妹妹,親生妹妹,多可怕的真相。如果他執著,只會毀了丫頭。莫言景脆弱的神經零割碎剮,血腥味涌上心頭,一口血噴出,從嘴角蔓延出來。
“噗。”莫言景臉上帶著淺笑,笑容里染上悲痛。
“景。”齊寒軒沖向前扶住莫言景倒地的身子,看暈倒在自己懷中的莫言景。“唉!何苦。”
“蕭景,派人進宮請莫桑來五王府。”赫連然冷冰冰道,再任他吐下去,遲早會吐血而亡,莫言景生死與他的無關,他是擔心寧千夏會跟著殉情。
糟粕,寧千夏受那么大的傷害,還指不定那小妮子又要怎么樣自殘,赫連然縱身朝寧千夏的院子躍去。
齊寒軒抱著莫言景,望著赫連然消失的方向,那條路直通寧千夏院子里。景和寧千夏是不可能,那么是不是意味著,他也有機會爭取。
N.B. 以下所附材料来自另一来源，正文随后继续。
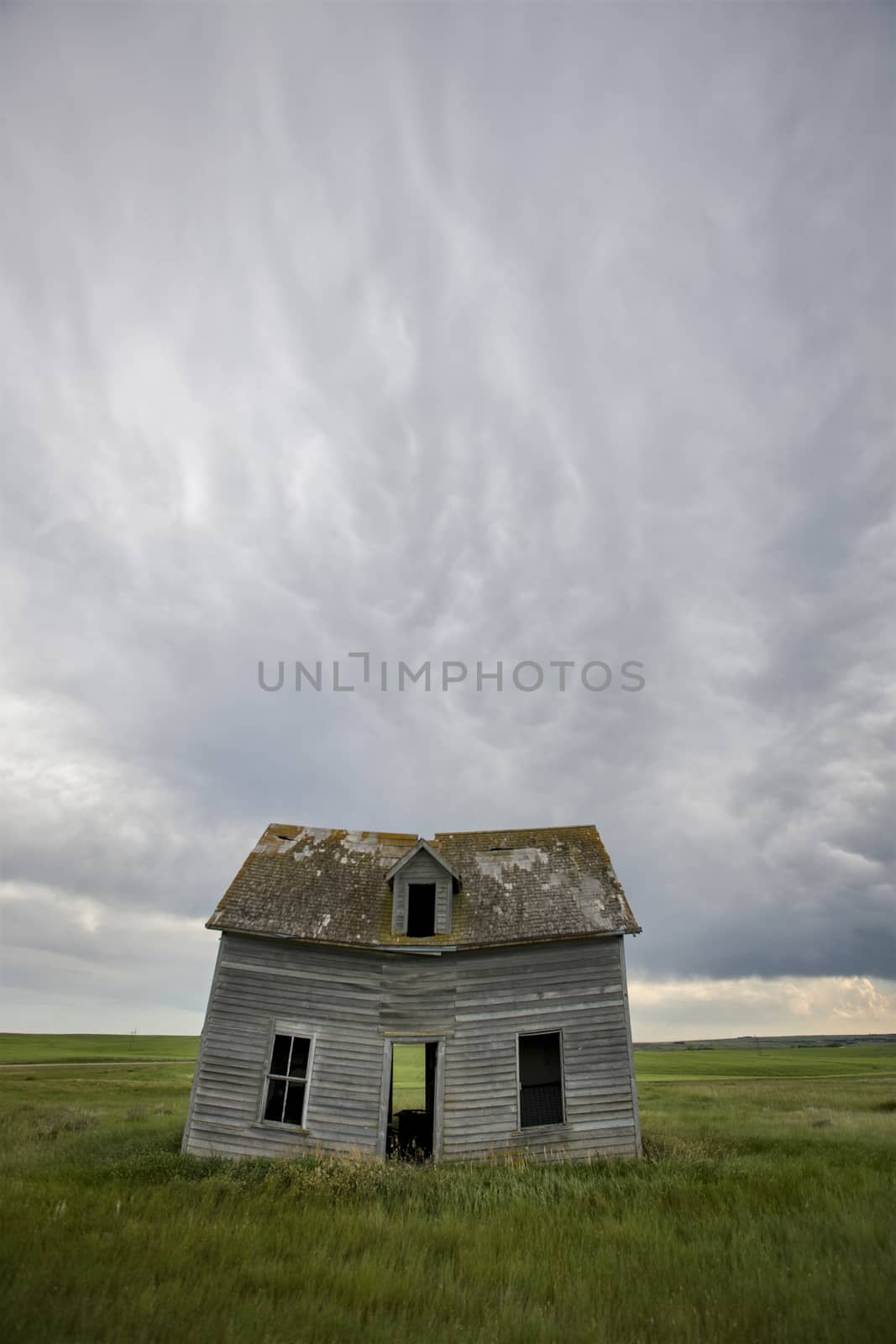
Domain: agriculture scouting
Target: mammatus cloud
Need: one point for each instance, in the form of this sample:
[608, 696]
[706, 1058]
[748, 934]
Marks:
[449, 335]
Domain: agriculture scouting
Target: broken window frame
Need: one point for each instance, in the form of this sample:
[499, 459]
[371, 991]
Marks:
[527, 1035]
[296, 1032]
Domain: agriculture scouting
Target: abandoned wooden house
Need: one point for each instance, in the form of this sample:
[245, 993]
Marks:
[500, 953]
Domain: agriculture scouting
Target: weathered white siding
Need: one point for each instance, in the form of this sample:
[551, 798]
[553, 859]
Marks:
[476, 1001]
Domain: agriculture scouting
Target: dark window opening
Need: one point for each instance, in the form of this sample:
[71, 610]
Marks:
[288, 1079]
[540, 1079]
[421, 909]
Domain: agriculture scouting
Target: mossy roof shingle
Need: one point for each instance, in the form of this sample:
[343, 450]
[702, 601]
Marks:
[516, 886]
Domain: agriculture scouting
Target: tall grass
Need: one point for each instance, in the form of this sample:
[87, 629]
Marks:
[747, 1221]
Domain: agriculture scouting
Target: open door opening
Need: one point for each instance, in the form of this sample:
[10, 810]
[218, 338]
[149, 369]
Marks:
[411, 1104]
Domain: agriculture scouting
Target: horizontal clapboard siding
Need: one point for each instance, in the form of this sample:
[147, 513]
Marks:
[575, 988]
[476, 1001]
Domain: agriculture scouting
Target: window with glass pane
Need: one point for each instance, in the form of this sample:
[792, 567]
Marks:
[288, 1079]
赫連然站在門口傻眼了,看著坐在銀票堆里數銀票的寧千夏,她的銀票還真多,每一張不下一千兩。這是什么概念?她現在是數銀票的時候嗎?不過,看到她一沒傷心憔悴,二沒哭得梨花帶雨。赫連然懸掛著的心,總算放下一半。
“別用這種眼神看著我,失戀必不可悲,可悲的是明知道對方不愛你,還為對方浪費眼淚,大白癡。”寧千夏一張一張地數著手中的銀票,那模樣一點也不見悲傷,是傷到極致,還是真想開了。
不是沒有愛,是愛到了極致,還有一個月,一個月之后,她和師哥是一拍兩散還是重新來過。寧千夏真沒把握屆時能不能瀟瀟灑灑,揮揮手,不帶走一片云彩,從此兩人分道揚鑣。
“寧千夏,你真沒事吧?”赫連然試著問,這小妮子,做事不能用常人的理論研究。
“赫連然,我不認為你這是在擔心我。怎么?沒看到我沮喪的像死了爹娘,你心里不樂意,失望透了頂。”寧千夏抬起頭,望著杵立在門口的赫連然,嘴角勾起淡然絕美的弧度,眉揚得跟彎月似的,雙眸之中閃耀著光亮。“你受傷了?”興奮。
聞言,赫連然差點跌倒,感情這小妮子才看見他臉上有傷,才不久還差點強要自己的人,居然沒看見他臉上掛了彩。真有夠打擊人!
“為了你,我跟你師......”赫連然突然住嘴,他不確定在她面前提到莫言景,會不會一觸即發,火藥味四射。
“赫連然,我是大夫,尤其是還外傷的權威,要不要我幫你治臉上的傷,無需療程,一天見效,讓鼻青臉腫的你馬上恢復原來的模樣,光彩照人,走到大街上回頭率百分之百。”寧千夏站起身,蹭到赫連然眼前,笑米米的道:“我可以給你優惠五折,機會不容錯,一旦錯過就再也追不回。”